The first of the film's three chapters, 'Fun Committee', begins with Suyash Chaturvedi (Vinay Pathak) waking up to a talking alarm. His solitary life is otherwise quiet. The office where he works, Systemic Statistics, banks on its alliterations for intimidation. Their tag line – 'Fun, Frolic and Festivity' – starkly differs from their real motto – 'Organisation, Obedience, Orderliness'. One morning, all computers in his office collectively announce that the company's Fun Committee has chosen Suyash for a day of mandatory merriment. Grudgingly, Suyash enters a mall and is given soft toys and a fish pedicure. There is little chance that you won't crack up when you see Pathak licking a lollipop on a merry-go-round. You know that things will go south, but when they do, there's shock, no dismay. For lonely men, vapid entertainment can be the last straw, and for Suyash, no authority is as oppressive as fun.

Gratification often lies in an elsewhere. In 'Ghost in the Machine', the film's second segment, it comes in the form of a television. When Anil Joshi (Bhushan Vikas) finds himself in a coma, his wife Sarita (Amruta Subhash) and his mother Ajji (Uttara Baokar) bring home a flat-screen TV. Anil, a staunch patriarch, had forbidden this joy in his household, and in the absence of his dominance, his family finds solace in a seemingly sappy soap opera called 'Purushottam'. In what is unmistakably Island City's most compelling and moving chapter, Subhash and Baokar are a delight to watch. They inch their way to freedom. As visitors pour in with condolences, Baokar measures time with the few biscuits they eat. TV needs to be watched, and she and Subhash really do need to be applauded.

Contact, the film's last chapter, belongs to Tannishta Chatterjee. A worker in a printing press, her Aarti is sullen, and as her fiancée Jignesh (Chandan Roy Sanyal) points out, she might be entirely joyless. A mystery love letter changes that. Staying in a single room with her family, she reads these declarations of love with the torch of her mobile phone. The cure for loneliness isn't always companionship. Validation can suffice. Chatterjee hits perfectly those notes of desperate isolation.

Here in India, we usually never do black humour. There's little darkness to be found in our comedy. Our laughs are often sanitised and our jokes are obvious. Island City might not laugh at death, but it definitely smirks at it. The film never wallows in its tragedy. There's never any self-pity to be found in its protagonists. The movie's pleasures are almost guilty. You really ought not to chuckle, but you can't help yourself. The three stories that make up this film are so craftily narrated that you readily buy into the film's absurdities. The film's plots allow, even invite, a certain preposterousness. Not since LSD: Love, Sex Aur Dhokha (2010) have disparate narratives been tied together so carefully.

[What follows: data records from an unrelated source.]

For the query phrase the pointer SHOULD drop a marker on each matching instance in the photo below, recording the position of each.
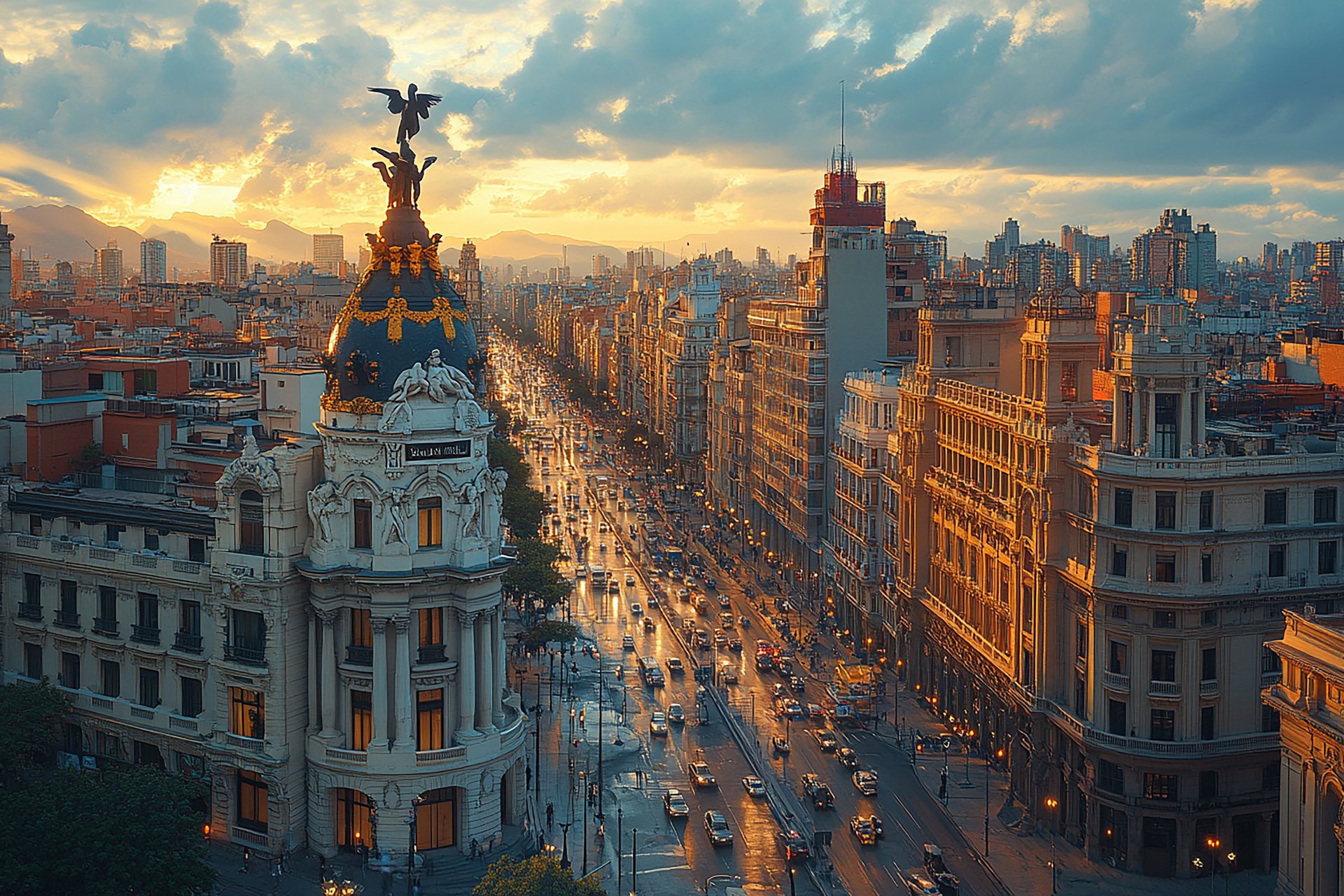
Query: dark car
(793, 846)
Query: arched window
(252, 532)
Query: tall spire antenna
(841, 121)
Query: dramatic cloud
(593, 117)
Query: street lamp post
(1053, 805)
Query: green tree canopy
(130, 832)
(534, 876)
(31, 713)
(549, 630)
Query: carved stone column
(312, 672)
(467, 679)
(402, 685)
(379, 742)
(327, 659)
(484, 673)
(498, 676)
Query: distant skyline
(644, 120)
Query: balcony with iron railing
(187, 641)
(248, 654)
(144, 634)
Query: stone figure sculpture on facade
(396, 522)
(409, 109)
(323, 503)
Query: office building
(153, 261)
(328, 253)
(229, 262)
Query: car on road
(920, 884)
(701, 776)
(819, 792)
(717, 827)
(675, 805)
(793, 846)
(863, 832)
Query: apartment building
(1096, 580)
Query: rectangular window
(106, 609)
(1164, 665)
(1116, 719)
(191, 697)
(148, 688)
(1166, 511)
(253, 801)
(70, 669)
(1277, 561)
(33, 665)
(1164, 567)
(1124, 508)
(363, 524)
(1324, 505)
(1276, 507)
(429, 719)
(360, 719)
(430, 514)
(1206, 722)
(1069, 382)
(1327, 558)
(111, 673)
(248, 713)
(1110, 777)
(1120, 561)
(432, 626)
(1119, 660)
(1163, 724)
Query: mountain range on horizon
(66, 232)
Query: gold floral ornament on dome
(358, 405)
(396, 312)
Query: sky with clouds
(645, 120)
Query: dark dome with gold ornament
(405, 305)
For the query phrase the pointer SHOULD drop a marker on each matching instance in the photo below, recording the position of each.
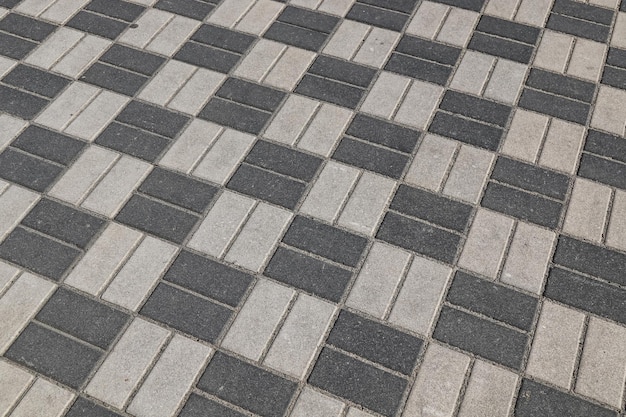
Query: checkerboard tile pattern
(346, 208)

If one were nitpicking, one could say that 'Contact' was less engaging than 'Fun Committee' or that 'The Ghost in the Machine' was the most assured of the three segments. But any such niggles would only dampen the praise that this rich film deserves. Ruchika Oberoi is a talent that deserves every ovation she gets. She has finally answered the riddle. We now know where all the lonely come from.